Face aux incertitudes commerciales et géopolitiques, les entreprises jouent la carte de l’attentisme. Plus de 70% d’entre-elles déclarent avoir reporté, voire annulé, leurs projets d’investissement en raison du contexte, selon une étude publiée mardi par le cabinet de conseil EY.

L’instabilité préoccupe le secteur économique sur plusieurs volets: droits de douane, imposition minimale des entreprises, tensions géopolitiques...A l’échelle mondiale, environ la moitié des directeurs d’entreprises se disent inquiets en raison des changements au niveau des droits de douane. En Suisse, ils sont 44%.

L’image de stabilité de la Suisse joue un rôle important en ces temps incertains. En effet, d’après une analyse des projets d’investissement d’entreprises étrangères en Europe, le nombre de projets annoncés par des entreprises étrangères en Suisse a bondi de 24,7% en 2024 par rapport à l’année précédente, passant de 89 à 111. En Europe, la tendance est inverse, avec un repli de 5% des projets d’investissement l’an dernier.

Dans les fusions et acquisitions, l’incertitude se reflète de manière marquée, avec une prise en compte des risques dans les évaluations du montant des transactions pour les sociétés américaines cibles notamment, selon le cabinet de conseil.

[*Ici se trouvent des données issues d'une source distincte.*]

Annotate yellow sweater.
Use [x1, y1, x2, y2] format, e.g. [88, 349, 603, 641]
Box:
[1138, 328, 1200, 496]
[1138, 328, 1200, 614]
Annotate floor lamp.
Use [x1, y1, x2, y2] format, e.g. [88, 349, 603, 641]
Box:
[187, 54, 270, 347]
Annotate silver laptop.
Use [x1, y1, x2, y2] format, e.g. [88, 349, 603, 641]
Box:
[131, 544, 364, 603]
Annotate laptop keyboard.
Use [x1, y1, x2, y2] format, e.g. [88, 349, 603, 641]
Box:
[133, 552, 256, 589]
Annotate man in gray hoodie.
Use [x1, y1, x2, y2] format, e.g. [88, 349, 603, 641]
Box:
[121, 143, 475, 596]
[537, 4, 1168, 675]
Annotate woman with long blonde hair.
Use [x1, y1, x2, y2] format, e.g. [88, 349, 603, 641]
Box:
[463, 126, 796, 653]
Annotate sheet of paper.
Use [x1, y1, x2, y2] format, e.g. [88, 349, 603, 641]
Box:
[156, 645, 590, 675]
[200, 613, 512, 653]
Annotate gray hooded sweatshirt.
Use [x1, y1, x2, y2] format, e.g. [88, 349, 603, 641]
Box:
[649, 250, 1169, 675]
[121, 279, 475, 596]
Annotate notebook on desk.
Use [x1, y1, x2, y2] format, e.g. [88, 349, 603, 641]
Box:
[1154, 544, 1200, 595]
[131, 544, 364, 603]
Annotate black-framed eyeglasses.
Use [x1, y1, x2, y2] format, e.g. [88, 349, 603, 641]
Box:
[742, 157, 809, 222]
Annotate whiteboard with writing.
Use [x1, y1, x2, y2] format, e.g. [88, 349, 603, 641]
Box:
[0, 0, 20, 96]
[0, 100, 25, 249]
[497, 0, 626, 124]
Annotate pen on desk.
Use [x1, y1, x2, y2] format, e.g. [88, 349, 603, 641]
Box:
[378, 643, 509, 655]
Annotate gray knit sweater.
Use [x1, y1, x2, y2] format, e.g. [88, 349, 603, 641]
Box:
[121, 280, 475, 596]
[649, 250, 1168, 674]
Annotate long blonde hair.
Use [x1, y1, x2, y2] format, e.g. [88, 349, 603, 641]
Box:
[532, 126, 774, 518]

Les destinations européennes ont donc tendance à être privilégiées, notamment d’un point de vue réglementaire. «Le marché ne s’est pas encore fondamentalement réorienté, mais de premiers indicateurs montrent que la proximité et la stabilité réglementaire jouent à nouveau un rôle plus important dans les décisions d’investissement», écrivent ainsi les auteurs du rapport.

Si l’attractivité fondamentale du marché suisse reste inchangée, la situation actuelle pousse de nombreux investisseurs à la réserve. «Il est difficile de prévoir quel cadre douanier ou réglementaire s’appliquera à moyen terme, ce qui rend les conclusions de contrats beaucoup plus complexes», est-il expliqué.